Le 19 octobre, le prisonnier politique mineur Sayed Reda Baqer Fadel a signalé que son état de santé s’était aggravé en raison d’une maladie de peau rare non traitée depuis son arrestation. La maladie s’est répandue sur tout son visage et son corps et n’a pas reçu de traitement approprié. Il souffre de la propagation de verrues sur tout le corps et a épuisé toutes ses options pour tenter d’obtenir un traitement. En août, il a été placé à l’isolement pour une durée indéterminée et a été privé de toute communication. Lorsqu’il a été autorisé à communiquer par la suite, il a déclaré qu’il ne pouvait pas parler librement des tortures physiques et psychologiques qu’il subissait. Sayed Reda, 16 ans, a été condamné lors d’un procès collectif inéquitable qui a condamné 18 accusés à 15 ans de prison pour appartenance à un groupe illégal appelé  » Cellule Qassem Soleimani « , selon ce que l’ADHRB a documenté.

L’ADHRB a également suivi les plaintes d’un groupe de prisonniers politiques à l’intérieur d’une cellule concernant l’insuffisance de la climatisation. De l’eau a continué à s’échapper du climatiseur dans la cellule et les prisonniers ont dû mettre un morceau de tissu par-dessus pour améliorer la fuite. L’un des prisonniers de la cellule a été battu et insulté par la police pénitentiaire après qu’il se soit opposé à ce que la police entre dans la cellule la nuit, allume les lampes et réveille les détenus de manière inhumaine. Les agents l’ont fait sortir de la cellule avec un autre prisonnier et les ont mis à l’isolement pendant 5 jours.
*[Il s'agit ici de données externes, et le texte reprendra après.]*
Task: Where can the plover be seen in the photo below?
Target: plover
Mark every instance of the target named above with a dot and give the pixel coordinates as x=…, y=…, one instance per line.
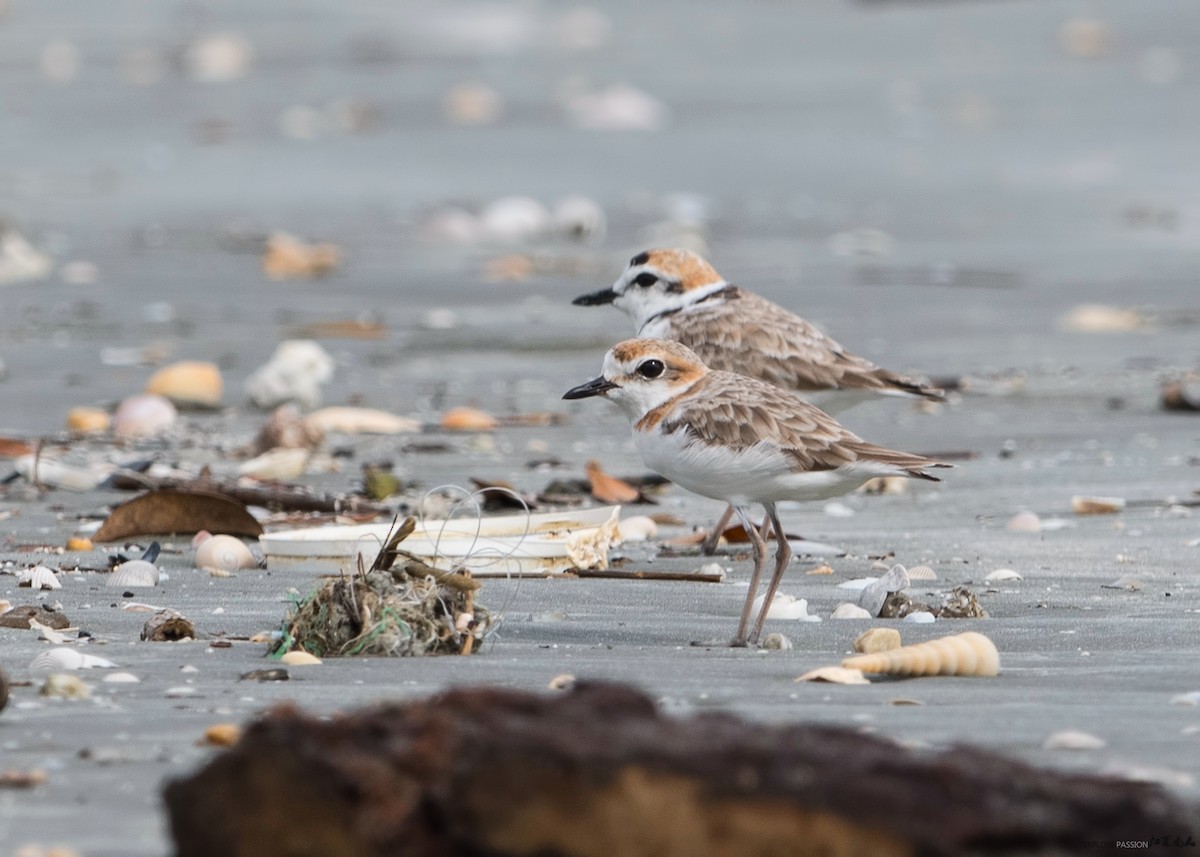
x=738, y=439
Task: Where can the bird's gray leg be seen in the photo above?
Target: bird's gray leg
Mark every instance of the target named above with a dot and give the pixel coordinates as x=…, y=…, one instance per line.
x=760, y=555
x=783, y=557
x=708, y=546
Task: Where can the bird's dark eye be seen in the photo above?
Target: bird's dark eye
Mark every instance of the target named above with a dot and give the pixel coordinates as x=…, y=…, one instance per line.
x=651, y=369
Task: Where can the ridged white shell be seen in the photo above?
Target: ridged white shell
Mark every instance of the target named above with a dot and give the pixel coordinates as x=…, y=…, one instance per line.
x=964, y=654
x=133, y=574
x=64, y=658
x=225, y=552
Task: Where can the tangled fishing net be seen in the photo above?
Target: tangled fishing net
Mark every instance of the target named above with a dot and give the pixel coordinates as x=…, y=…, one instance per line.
x=399, y=606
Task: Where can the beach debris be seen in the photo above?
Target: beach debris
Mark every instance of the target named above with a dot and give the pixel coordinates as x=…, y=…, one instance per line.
x=834, y=675
x=348, y=420
x=399, y=606
x=467, y=419
x=168, y=625
x=1073, y=739
x=171, y=510
x=19, y=261
x=777, y=642
x=595, y=762
x=39, y=577
x=637, y=528
x=65, y=685
x=279, y=465
x=63, y=658
x=87, y=420
x=874, y=595
x=286, y=257
x=1002, y=575
x=1096, y=505
x=144, y=415
x=295, y=372
x=875, y=640
x=30, y=615
x=850, y=611
x=964, y=654
x=133, y=574
x=225, y=552
x=784, y=606
x=221, y=735
x=1024, y=522
x=189, y=384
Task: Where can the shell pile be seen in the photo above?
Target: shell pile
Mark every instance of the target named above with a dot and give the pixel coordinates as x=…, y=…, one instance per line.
x=963, y=654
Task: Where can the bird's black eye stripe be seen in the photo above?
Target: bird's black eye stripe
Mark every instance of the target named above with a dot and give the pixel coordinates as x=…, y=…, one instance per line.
x=651, y=369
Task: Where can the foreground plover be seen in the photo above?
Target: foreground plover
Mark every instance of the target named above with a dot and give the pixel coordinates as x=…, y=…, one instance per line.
x=739, y=439
x=675, y=294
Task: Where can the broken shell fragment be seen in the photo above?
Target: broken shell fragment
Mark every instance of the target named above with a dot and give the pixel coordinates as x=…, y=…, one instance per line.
x=964, y=654
x=84, y=420
x=834, y=675
x=1096, y=505
x=468, y=419
x=189, y=383
x=144, y=415
x=875, y=640
x=223, y=552
x=136, y=573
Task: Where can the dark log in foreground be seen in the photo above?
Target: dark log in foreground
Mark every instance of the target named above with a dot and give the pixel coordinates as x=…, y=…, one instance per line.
x=599, y=772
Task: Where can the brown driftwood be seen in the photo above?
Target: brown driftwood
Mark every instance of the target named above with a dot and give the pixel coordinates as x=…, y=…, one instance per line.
x=597, y=771
x=273, y=496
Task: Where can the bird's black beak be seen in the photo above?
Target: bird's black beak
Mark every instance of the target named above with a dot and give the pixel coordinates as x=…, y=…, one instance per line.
x=597, y=387
x=597, y=298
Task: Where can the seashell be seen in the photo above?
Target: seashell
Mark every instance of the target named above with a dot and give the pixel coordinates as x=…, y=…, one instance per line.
x=276, y=465
x=875, y=640
x=83, y=420
x=850, y=611
x=637, y=528
x=786, y=607
x=64, y=685
x=63, y=658
x=295, y=372
x=144, y=415
x=964, y=654
x=1096, y=505
x=777, y=642
x=514, y=220
x=39, y=577
x=361, y=421
x=223, y=552
x=133, y=574
x=1001, y=575
x=922, y=573
x=189, y=383
x=222, y=735
x=834, y=675
x=1073, y=739
x=468, y=419
x=1024, y=522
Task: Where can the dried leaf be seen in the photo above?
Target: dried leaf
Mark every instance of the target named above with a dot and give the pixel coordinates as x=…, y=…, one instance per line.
x=166, y=510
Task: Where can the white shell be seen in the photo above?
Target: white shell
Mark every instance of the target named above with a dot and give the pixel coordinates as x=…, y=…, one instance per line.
x=64, y=658
x=225, y=552
x=294, y=372
x=40, y=577
x=133, y=574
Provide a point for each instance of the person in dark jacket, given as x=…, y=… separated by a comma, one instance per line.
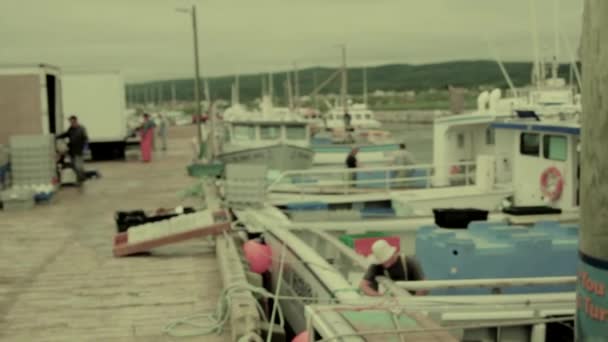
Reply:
x=78, y=137
x=352, y=163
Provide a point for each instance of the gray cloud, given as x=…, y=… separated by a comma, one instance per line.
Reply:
x=149, y=39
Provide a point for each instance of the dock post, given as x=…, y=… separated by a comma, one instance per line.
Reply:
x=592, y=303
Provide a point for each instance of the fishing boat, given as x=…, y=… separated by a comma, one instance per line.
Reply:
x=279, y=141
x=361, y=117
x=311, y=260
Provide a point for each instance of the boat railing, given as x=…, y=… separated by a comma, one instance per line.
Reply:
x=369, y=179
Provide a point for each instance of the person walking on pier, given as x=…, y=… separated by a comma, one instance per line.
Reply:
x=403, y=158
x=347, y=122
x=352, y=163
x=146, y=132
x=386, y=261
x=78, y=137
x=162, y=130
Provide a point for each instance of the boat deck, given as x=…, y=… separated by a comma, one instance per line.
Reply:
x=60, y=282
x=373, y=195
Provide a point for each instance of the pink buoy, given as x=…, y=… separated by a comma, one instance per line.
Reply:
x=258, y=255
x=302, y=337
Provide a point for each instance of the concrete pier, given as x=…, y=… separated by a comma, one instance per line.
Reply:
x=60, y=282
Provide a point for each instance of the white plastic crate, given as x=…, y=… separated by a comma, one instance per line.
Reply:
x=32, y=140
x=245, y=185
x=18, y=204
x=4, y=151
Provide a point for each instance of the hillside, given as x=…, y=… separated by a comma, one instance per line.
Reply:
x=398, y=77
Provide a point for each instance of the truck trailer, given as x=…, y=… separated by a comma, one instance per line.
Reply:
x=98, y=100
x=30, y=100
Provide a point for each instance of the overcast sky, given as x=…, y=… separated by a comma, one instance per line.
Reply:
x=148, y=39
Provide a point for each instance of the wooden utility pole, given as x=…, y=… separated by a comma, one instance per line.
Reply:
x=592, y=300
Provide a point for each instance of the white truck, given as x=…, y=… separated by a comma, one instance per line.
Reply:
x=30, y=100
x=98, y=100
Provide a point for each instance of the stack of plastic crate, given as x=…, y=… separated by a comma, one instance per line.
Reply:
x=17, y=198
x=245, y=185
x=33, y=160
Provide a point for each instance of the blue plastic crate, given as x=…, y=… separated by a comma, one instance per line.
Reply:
x=496, y=250
x=307, y=206
x=378, y=179
x=377, y=212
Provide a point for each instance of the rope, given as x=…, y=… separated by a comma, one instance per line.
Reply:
x=278, y=291
x=454, y=327
x=213, y=323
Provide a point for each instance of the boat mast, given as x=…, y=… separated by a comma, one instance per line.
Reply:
x=555, y=69
x=505, y=74
x=344, y=90
x=296, y=80
x=270, y=87
x=537, y=65
x=237, y=90
x=365, y=86
x=288, y=91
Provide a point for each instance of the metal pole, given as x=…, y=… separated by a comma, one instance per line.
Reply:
x=160, y=93
x=365, y=86
x=173, y=95
x=592, y=302
x=344, y=90
x=237, y=88
x=290, y=102
x=270, y=87
x=314, y=86
x=197, y=87
x=296, y=80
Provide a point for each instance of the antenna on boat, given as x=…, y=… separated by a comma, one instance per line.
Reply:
x=505, y=74
x=535, y=45
x=288, y=91
x=237, y=89
x=555, y=69
x=344, y=88
x=270, y=87
x=365, y=86
x=573, y=64
x=296, y=81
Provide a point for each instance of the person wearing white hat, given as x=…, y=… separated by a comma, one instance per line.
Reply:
x=386, y=261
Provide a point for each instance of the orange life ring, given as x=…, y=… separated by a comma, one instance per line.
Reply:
x=552, y=183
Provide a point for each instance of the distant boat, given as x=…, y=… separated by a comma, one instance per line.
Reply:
x=279, y=141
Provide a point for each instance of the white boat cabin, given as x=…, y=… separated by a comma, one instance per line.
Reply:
x=246, y=134
x=547, y=158
x=361, y=117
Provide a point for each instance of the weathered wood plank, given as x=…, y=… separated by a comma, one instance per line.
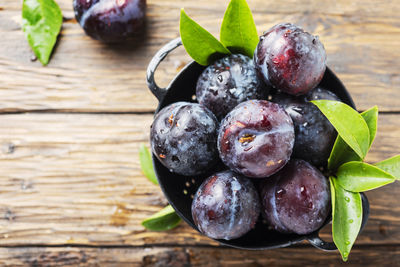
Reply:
x=194, y=256
x=361, y=39
x=75, y=179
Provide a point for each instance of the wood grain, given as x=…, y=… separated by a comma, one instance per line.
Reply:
x=75, y=179
x=361, y=39
x=194, y=256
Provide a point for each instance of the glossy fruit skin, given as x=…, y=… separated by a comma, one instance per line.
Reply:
x=296, y=199
x=315, y=135
x=110, y=20
x=183, y=137
x=290, y=59
x=226, y=206
x=228, y=82
x=256, y=138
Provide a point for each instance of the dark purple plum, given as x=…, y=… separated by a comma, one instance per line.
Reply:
x=110, y=20
x=290, y=59
x=296, y=199
x=315, y=135
x=228, y=82
x=226, y=206
x=184, y=138
x=256, y=138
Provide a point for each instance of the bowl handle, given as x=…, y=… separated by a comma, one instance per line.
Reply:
x=155, y=61
x=317, y=242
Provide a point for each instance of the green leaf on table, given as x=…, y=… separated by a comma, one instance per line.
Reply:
x=349, y=124
x=342, y=153
x=238, y=30
x=199, y=43
x=358, y=176
x=165, y=219
x=41, y=22
x=391, y=165
x=371, y=118
x=346, y=217
x=146, y=164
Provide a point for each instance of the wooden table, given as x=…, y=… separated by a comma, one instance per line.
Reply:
x=71, y=189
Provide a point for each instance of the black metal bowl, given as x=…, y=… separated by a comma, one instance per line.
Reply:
x=179, y=190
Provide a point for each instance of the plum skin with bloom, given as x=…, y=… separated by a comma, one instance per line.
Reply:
x=256, y=138
x=226, y=206
x=228, y=82
x=184, y=138
x=111, y=20
x=290, y=59
x=314, y=134
x=296, y=199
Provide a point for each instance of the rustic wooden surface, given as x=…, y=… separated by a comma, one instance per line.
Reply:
x=71, y=190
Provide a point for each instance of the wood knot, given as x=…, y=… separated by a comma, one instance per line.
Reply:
x=9, y=215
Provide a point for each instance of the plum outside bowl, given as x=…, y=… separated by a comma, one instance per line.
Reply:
x=179, y=190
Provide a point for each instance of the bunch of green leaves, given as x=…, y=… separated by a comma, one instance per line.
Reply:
x=238, y=35
x=350, y=175
x=41, y=22
x=166, y=218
Plus largement, actuellement, l’ADHRB surveille les violations et les mauvais traitements continus des jeunes condamnés, notamment la fourniture de repas de mauvaise qualité, le refus de soins de santé appropriés, les allergies et les maladies de peau répandues et le refus de communiquer. En outre, un certain nombre de prisonniers ont entamé une grève de la faim pour protester contre la mauvaise qualité des repas, notamment les prisonniers mineurs Mahdi Abdel-Wahhab, Sadeq Jaafar Ali et Hussein Matar.

Des preuves évidentes de violations

L’ADHRB a documenté les cas de 4 anciens prisonniers politiques, qui étaient des condamnés mineurs dans le centre de détention de Dry Dock. Nous décrivons ci-dessous la souffrance psychologique des prisonniers mineurs après leur libération dans le cadre du programme de peines alternatives. Nous avons choisi de ne pas présenter leurs noms car ils souhaitaient s’assurer qu’ils ne subiraient pas de représailles pour s’être exprimés.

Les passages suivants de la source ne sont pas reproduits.